LoqiRoam · 旅日記
水面から木陰、祭りの気配へ
日吉の集落から郷土資料館、ダム、森、カフェ、胡麻の神社へ。水と暮らしの記憶をたどり、静かな文化の余韻で終える旅。
鍼灸大学前を出ると、まずは田畑と家々の間を縫う細い道に入った。駅前の静けさは何もないという意味ではなく、土地の暮らしを見つける余白だった。日吉町郷土資料館では、川漁や筏流しの記録に出会い、山の景色にも水の往来が重なって見えた。そこから日吉ダムへ向かうと、今度は大きな堤体と湖面が現れ、昔の川と現在の水の扱いが一枚の景色に収まった。府民の森ひよしの木陰で音が柔らかくなったあと、カフェわかばで昼を取り、緑の中を歩いた時間を味に変えた。最後は胡麻の日吉神社へ。静かな境内から、祭りの日には馬が駆けるという華やかな時間を想像した。水、森、祭り。小さな発見を三つ集めるつもりが、道の途中でいくつもの余白まで拾えた旅だった。
この旅の足跡
- 駅を出てすぐ、山の斜面と田畑の間に細い道が伸びていた。観光地らしい派手さはないのに、水の気配と家々の距離感が旅の始まりを知らせてくれる。
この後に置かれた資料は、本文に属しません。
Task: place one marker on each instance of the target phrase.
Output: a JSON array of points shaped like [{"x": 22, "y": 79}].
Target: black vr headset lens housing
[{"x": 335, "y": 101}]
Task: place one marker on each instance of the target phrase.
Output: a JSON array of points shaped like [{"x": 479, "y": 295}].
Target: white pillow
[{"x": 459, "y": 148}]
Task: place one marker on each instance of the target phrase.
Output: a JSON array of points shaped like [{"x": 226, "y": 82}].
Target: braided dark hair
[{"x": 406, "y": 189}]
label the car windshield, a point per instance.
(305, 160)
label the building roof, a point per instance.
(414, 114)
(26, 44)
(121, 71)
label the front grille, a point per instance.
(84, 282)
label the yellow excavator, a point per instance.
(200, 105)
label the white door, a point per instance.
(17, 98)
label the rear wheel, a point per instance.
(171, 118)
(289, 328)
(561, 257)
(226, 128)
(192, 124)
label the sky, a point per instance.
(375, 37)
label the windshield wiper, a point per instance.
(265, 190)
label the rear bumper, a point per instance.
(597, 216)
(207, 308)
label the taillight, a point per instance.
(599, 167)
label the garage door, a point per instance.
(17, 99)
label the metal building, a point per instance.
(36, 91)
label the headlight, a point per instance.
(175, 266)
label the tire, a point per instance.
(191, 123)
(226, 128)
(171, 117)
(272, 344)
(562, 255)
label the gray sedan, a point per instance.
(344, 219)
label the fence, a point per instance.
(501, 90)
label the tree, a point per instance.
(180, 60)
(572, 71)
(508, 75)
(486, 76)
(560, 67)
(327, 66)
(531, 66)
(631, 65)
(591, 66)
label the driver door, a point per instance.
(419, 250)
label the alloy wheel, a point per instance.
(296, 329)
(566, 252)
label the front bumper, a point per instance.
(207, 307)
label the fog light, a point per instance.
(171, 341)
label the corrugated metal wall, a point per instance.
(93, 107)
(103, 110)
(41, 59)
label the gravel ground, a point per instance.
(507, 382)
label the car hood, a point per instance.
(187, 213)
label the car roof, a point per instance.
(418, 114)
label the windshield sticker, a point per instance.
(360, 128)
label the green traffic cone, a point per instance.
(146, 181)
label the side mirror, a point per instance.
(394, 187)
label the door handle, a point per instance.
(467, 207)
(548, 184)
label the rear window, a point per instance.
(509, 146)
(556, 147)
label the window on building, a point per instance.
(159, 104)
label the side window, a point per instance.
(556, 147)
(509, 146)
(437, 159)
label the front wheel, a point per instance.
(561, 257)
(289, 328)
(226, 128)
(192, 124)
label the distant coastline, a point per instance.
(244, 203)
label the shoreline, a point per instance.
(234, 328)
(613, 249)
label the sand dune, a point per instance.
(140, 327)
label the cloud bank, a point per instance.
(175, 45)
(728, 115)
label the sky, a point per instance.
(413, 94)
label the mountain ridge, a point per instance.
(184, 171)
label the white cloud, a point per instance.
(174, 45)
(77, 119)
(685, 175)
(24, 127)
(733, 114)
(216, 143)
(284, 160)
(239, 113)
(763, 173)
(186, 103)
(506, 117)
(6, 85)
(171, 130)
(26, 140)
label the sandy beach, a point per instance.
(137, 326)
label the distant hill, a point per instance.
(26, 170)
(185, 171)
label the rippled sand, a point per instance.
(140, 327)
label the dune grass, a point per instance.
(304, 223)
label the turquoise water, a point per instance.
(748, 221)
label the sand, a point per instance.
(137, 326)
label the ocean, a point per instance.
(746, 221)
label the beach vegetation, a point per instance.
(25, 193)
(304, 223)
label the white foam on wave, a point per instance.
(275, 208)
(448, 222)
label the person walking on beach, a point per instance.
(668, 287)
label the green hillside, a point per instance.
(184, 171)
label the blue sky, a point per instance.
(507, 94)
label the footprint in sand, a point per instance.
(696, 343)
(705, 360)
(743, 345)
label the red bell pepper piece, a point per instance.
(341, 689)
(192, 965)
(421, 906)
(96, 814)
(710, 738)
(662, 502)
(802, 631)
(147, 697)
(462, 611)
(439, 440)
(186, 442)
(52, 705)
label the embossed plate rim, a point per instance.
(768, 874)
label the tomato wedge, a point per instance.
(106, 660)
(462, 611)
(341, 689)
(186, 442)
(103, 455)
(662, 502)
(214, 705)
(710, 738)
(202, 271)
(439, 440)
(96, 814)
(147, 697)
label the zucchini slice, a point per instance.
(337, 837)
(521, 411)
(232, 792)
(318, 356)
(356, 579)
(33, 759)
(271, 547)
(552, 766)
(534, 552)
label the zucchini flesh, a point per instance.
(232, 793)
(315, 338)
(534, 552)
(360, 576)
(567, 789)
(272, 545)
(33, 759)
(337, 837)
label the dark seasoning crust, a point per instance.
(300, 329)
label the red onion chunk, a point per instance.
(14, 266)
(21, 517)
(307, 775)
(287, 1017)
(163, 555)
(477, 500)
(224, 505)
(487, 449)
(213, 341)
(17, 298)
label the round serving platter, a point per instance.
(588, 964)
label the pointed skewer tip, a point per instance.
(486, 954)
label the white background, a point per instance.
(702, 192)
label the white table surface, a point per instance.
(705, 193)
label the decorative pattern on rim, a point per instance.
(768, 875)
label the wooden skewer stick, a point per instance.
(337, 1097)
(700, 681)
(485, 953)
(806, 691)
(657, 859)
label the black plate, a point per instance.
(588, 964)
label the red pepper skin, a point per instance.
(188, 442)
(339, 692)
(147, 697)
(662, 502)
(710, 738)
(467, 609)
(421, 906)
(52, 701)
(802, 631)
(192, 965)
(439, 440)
- 資料館には古代から近代の日吉の歴史だけでなく、川漁や筏流しの紹介もある。山の静けさを見ていると、昔は水面にも人の往来があったのだと驚く。
- 日吉ダムは堤体内のインフォギャラリーやビジターセンター、芝生広場まで備える。巨大な構造物なのに、湖面を見ていると水との距離が少し近くなる。
- 府民の森ひよしは天若湖畔の森林公園で、ダムの見える展望広場や体験の森もある。水面の広さから木陰へ移ると、音まで柔らかくなった。
- カフェわかばは日吉町田原の自然の中にあり、週末と祝日に営業している。和食の衣笠どんぶりを前にすると、歩いてきた緑が食卓へ続いた気がした。
- 胡麻の日吉神社には、秋祭りで神社前を馬が駆ける伝統が残る。今は静かな境内を想像しながら歩くと、祭りの日だけ景色が別の顔になるのが面白い。